Je reconnus immédiatement la chevelure de feu, sans même en voir la couleur dans cette nuit effroyable. Sa simple épaisseur suffit à sa reconnaissance. Elle était là, dans sa position habituelle de quiétude, une main caressant les lys fermés. Elle était là. Elle était belle, comme toujours. Devant le lac, large et éclairé par les rares étoiles.

- Que me vaut le plaisir de ta présence à une telle heure ?

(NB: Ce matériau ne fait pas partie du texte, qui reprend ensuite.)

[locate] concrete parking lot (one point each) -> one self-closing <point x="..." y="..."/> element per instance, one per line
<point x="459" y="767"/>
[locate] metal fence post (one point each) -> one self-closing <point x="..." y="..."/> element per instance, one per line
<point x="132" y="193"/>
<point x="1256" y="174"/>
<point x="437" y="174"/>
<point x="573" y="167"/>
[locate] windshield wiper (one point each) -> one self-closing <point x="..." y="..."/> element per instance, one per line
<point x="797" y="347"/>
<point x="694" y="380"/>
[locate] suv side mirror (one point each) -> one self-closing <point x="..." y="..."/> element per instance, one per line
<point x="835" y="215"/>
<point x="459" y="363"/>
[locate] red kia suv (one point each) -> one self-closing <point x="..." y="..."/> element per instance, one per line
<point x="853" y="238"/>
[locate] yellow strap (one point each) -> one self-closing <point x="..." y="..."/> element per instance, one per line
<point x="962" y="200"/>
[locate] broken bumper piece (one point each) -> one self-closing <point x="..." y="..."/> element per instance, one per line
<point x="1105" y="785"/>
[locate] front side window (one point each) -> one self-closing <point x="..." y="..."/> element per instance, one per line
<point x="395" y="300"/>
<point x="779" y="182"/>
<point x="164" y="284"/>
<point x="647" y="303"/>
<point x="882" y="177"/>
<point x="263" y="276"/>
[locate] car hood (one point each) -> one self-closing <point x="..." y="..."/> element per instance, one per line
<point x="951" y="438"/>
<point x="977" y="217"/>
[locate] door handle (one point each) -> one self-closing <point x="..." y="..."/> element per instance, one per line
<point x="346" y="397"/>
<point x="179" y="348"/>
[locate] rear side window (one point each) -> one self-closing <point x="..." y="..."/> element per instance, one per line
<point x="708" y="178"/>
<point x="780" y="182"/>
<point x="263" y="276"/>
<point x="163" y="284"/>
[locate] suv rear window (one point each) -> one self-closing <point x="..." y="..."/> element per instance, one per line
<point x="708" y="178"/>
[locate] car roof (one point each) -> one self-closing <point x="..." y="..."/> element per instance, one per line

Comme toujours, elle avait senti ma présence. Et elle avait parlé avec son habituel ton posé et protecteur. De cette voix suave que je ne me lasserais jamais d'entendre. Que je ne pourrais supporter de ne plus entendre. Je m'en rendais compte, alors que le goût de ses lèvres me revenait en mémoire. M'approchant dans un silence mesuré, je restais debout en arrivant à sa hauteur.

- Pretta est morte, soufflai-je, comme pour le réaliser moi même.

Puis, levant mes mains, je réalisai que je ne les avais même pas nettoyé. Elles étaient rougies de deux sangs indistincts. Celui de Pretta et celui de son tueur. Que j'avais sauvagement tué.